Adding display advertising to your marketing toolkit
When an ad campaign is run alongside an email campaign, it allows you to reach a much larger portion of your target audience than you would reach with email alone. Oftentimes, the passive marketing of display advertising can drive audience members to a website that would normally never be reached by stand-alone email. This tactic may be the perfect fit for audience members who never open unsolicited email, but who may be more likely to click through a Facebook ad or promotion on another social channel or website. Here at MDR we try to maintain an average frequency of five impressions across our customers’ digital advertising campaigns. This means for every 100,000 ad impressions served, we will reach 20,000 audience members on average, each viewing the ad 5 times.
When do educators engage with email vs display ads?
The below graph shows the correlation between when educators open email and then view and/or engage with related display advertising. You’ll see that while the emails are typically opened in the morning, but in the evening is when the most engagement happens.
We have been able to aggregate response times of the channels we serve advertising to and send emails from. The trends we have found inform the foundation of our multi-channel efforts. We see the majority of email activity occurring between 9 a.m. and 12 p.m. Inversely, we see the majority of ad engagement across social and display advertising between 7 p.m. and 12 a.m. There are two peaks of engagement occurring at opposite ends of the daily 24-hour user cycle.
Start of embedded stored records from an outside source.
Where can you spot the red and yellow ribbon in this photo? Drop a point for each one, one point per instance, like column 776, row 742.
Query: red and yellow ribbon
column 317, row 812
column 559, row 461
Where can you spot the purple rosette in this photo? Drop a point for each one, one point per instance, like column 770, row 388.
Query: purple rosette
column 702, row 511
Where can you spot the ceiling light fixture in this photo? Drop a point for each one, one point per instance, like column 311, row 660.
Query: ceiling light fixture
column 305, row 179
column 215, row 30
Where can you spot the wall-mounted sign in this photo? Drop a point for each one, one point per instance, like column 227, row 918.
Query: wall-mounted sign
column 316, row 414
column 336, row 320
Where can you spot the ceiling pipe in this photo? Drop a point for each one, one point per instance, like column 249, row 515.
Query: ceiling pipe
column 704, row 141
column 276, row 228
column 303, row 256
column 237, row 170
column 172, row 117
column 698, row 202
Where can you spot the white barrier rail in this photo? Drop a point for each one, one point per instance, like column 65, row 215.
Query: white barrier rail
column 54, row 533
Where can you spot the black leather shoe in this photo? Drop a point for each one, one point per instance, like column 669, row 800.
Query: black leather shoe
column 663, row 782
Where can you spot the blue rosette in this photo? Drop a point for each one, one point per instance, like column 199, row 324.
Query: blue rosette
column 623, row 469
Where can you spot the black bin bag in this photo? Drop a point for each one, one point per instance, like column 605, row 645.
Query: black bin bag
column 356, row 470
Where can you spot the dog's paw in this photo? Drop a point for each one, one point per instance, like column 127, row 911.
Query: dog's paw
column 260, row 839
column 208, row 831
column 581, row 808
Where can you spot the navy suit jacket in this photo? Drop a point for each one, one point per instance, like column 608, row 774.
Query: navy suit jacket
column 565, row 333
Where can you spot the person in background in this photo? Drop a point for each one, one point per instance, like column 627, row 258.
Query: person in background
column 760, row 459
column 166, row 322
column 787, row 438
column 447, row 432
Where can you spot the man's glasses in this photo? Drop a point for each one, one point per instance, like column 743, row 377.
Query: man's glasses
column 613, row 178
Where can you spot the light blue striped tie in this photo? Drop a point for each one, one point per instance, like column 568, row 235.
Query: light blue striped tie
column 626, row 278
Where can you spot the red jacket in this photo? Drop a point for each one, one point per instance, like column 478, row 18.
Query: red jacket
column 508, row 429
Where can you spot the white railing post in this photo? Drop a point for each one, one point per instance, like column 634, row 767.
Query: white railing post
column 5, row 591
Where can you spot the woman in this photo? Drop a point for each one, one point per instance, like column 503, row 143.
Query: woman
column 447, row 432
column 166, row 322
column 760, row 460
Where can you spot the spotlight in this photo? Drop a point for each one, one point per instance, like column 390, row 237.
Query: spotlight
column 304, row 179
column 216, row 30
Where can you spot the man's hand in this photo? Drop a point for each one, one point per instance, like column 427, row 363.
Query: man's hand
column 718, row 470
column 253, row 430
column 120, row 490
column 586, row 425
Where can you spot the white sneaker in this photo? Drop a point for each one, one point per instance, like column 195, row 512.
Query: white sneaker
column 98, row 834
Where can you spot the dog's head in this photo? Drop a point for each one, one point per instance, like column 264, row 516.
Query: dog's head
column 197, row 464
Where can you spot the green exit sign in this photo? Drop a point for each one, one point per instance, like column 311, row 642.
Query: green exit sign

Educators are engaging with email during the work day, primarily in the morning. They are engaging with advertising at night, mostly at home on their mobile devices. By embracing the multi-channel approach, we are leveraging this usage cycle. Spending the night(s) before your email messaging serving consistent brand messaging through display ads to the same audience that will be receiving your emails in their inbox allows you to bubble wrap your messaging and improves your chances for success.
Picture this scenario: an educator from your target audience sitting on their couch at night, browsing social media or reading their favorite news website while being served our ads. The next morning, that same educator receives an email with similar messaging, imagery, and branding as the ads they were exposed to the night before. You have now laid a soft landing for your email campaign by building familiarity and consistency with the audience preceding the email deployment.
When we consider the increased reach of multi-channel marketing coupled with the engagement cycle of email as compared to digital advertising we can start to build a strong foundation to our marketing campaign. A foundation of consistency throughout your messaging, audience, and brand. This foundation is laid by nightly ad engagement as your audience uses their favorite device, and then reaches a crescendo when your message is delivered to their inbox the next day.